[Routing] Tools for getting from OSM to a routable network
Geoff Leyland
geoff_leyland at fastmail.fm
Wed Sep 17 20:47:47 UTC 2014
Hi Peter,
Thanks for the quick reply!
On 18/09/2014, at 8:22 am, Peter K <peathal at yahoo.de> wrote:
> I would open source it and see what happens. Usually these kind of thing
> need a big effort to tune it in several areas but digging into others
> its project takes also lots of work from your side of course.
Yes - there’s both quite a lot of work on the tool itself, and there would be quite a lot of work to adopt another solution. Since you’re with Graphhopper, could I adopt your toolset?

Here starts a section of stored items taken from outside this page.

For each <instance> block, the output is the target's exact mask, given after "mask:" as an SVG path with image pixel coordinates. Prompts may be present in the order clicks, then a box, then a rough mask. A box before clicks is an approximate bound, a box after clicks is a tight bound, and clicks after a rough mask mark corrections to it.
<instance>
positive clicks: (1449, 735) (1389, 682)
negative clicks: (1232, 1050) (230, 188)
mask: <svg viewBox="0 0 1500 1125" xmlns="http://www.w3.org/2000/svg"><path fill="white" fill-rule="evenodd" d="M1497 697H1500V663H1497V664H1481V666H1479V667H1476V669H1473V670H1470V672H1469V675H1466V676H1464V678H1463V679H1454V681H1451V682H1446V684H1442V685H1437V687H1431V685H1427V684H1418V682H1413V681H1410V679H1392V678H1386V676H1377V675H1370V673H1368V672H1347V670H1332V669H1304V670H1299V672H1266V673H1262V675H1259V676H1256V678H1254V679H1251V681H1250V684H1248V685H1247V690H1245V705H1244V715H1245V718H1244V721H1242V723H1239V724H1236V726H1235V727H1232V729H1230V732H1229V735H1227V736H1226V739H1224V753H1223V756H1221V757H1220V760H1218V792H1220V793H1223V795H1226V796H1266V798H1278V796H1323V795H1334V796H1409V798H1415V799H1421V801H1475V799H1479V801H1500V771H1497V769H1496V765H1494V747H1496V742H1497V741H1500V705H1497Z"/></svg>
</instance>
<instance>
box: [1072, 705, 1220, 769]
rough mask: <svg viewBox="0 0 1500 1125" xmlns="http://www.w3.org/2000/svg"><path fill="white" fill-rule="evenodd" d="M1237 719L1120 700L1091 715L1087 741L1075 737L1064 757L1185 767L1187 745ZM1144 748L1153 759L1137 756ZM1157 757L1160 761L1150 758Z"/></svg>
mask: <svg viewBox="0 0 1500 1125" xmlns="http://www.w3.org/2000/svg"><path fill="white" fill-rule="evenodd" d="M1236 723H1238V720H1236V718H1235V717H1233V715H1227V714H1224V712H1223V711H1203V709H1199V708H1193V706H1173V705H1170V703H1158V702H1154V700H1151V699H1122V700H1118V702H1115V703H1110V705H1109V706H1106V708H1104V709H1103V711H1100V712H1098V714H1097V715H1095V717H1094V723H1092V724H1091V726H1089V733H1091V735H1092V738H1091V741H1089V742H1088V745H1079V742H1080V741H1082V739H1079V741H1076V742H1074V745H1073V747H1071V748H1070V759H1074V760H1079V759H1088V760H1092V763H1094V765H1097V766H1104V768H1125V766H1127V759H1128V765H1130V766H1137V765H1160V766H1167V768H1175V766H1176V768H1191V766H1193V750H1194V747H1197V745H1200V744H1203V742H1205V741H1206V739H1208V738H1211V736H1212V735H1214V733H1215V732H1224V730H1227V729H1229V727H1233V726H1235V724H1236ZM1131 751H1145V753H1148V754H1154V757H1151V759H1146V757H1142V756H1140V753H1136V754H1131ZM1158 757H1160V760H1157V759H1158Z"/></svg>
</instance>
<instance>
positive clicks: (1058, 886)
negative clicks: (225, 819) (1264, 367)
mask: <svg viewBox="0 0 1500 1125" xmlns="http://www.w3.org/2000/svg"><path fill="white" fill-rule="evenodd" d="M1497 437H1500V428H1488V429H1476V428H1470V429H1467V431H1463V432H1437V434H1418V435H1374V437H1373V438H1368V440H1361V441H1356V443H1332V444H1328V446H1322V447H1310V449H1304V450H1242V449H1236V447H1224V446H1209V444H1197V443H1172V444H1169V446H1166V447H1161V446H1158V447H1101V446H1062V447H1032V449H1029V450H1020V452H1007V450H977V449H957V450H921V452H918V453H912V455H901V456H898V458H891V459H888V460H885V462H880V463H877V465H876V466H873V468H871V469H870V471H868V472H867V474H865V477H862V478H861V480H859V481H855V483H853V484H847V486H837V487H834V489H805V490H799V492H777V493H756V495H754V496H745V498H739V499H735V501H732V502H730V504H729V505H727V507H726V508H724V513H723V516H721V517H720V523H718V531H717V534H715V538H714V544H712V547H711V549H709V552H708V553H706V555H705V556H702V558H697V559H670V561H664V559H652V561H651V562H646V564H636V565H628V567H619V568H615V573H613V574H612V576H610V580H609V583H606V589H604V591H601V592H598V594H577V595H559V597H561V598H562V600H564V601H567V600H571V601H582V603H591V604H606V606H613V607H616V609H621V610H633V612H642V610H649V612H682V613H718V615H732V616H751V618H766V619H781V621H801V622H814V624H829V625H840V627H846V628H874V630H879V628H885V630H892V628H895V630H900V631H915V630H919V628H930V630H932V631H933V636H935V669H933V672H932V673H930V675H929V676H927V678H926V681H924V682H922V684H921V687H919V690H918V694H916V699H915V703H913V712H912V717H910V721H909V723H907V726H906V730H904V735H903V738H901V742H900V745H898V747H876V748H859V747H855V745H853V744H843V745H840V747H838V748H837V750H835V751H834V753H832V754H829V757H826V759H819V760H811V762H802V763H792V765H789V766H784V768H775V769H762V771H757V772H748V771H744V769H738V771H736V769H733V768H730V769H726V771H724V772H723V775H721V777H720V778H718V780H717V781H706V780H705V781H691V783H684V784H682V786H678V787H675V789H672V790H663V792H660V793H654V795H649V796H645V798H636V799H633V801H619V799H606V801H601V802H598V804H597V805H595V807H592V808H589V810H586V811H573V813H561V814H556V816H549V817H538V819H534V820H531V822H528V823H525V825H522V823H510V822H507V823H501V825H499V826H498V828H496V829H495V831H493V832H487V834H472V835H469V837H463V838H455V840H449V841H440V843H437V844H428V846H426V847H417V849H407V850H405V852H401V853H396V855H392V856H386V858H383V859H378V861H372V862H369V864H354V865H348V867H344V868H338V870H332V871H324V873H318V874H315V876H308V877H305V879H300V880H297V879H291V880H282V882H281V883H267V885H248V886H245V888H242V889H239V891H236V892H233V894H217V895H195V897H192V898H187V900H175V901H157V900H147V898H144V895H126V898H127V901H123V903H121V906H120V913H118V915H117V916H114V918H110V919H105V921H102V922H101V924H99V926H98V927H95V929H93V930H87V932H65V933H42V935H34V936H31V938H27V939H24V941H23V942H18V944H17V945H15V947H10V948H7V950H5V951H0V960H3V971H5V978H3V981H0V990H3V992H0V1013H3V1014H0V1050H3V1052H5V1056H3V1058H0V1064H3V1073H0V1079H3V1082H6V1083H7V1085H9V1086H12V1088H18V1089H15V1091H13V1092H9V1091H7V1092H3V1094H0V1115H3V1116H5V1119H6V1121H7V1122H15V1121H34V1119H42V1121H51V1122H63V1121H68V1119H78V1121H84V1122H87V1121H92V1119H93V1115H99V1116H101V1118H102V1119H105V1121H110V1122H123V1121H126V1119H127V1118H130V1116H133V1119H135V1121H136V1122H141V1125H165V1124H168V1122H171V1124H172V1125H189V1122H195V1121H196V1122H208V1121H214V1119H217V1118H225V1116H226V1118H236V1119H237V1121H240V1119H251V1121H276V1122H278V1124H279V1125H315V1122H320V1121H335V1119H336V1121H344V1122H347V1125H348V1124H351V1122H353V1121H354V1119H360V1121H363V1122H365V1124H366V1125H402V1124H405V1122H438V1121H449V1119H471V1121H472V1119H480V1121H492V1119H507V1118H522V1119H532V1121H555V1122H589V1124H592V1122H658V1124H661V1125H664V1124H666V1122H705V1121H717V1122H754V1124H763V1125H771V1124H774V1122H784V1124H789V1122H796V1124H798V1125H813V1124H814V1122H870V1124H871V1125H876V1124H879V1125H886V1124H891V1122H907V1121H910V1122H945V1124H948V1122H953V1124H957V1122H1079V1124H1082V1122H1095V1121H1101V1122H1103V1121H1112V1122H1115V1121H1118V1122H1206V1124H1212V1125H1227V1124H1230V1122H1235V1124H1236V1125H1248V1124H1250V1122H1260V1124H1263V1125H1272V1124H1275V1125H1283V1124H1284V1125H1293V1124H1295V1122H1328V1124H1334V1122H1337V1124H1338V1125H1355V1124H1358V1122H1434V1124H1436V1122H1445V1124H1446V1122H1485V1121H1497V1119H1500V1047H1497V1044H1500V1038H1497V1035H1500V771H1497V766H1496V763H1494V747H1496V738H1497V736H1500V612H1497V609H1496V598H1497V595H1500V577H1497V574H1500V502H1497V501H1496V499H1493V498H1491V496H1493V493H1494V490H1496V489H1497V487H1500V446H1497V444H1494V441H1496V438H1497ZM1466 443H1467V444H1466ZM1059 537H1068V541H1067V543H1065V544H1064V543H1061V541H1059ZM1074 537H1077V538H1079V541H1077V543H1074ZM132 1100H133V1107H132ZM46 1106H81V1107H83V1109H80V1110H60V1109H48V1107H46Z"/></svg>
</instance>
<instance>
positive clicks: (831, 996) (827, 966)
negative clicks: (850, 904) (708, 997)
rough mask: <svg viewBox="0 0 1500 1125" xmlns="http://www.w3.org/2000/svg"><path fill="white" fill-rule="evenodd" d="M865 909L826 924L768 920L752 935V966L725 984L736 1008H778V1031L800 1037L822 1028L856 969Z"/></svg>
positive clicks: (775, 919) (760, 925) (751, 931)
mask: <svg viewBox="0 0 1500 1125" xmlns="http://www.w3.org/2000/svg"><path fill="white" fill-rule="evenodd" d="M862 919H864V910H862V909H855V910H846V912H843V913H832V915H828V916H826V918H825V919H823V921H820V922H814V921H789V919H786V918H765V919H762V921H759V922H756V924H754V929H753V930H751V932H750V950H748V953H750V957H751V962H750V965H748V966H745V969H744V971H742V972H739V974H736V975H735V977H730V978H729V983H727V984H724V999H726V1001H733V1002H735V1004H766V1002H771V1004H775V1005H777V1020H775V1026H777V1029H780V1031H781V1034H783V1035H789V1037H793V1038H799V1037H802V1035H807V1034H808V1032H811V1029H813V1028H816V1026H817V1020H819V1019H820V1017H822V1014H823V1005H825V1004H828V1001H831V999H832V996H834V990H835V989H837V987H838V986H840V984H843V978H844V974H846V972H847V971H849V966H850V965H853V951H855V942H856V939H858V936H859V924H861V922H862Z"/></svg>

> Which language is it written in?
It’s written mostly in LuaJIT, a very fast, tiny scripting language (think Python with no batteries and close to C speed). This offers some advantages: quick development, relatively small code, and one disadvantage I’m hitting at the moment - restricted memory use. There’s a very good way around this: a top-notch FFI, but that’s some of the work I’m assessing.
> Will it do routing too or just the data creation?
Well, yes I use it for routing, but not driving directions. I use it for computing distance matrices for passing to vehicle routing problem algorithms.
However, I’d like to go for something of a “unix philosophy” and break it into a pipeline: my goal would be to have a tool that gets from OSM to some relatively neutral “routable network format”, then a tool from, say, a list of addresses to another relatively neutral distance/time/cost matrix format, so I guess as a first step I’m thinking about the OSM -> routable network format.
> Then how fast is the import and routing?
Importing the New Zealand map from geofabrik from OSM->memory mapped ready-to-route takes about a minute on a 2.2GHz i7.
Routing is pretty quick because it’s memory mapped data, but not that flash because I’m only using a multi-sink Dijkstra for the routes. VRPs tend to all pairs of addresses (not nodes) in a single city, so I’m not sure that some of the reach-based (and more) routing algorithms would offer a lot. I could well be wrong.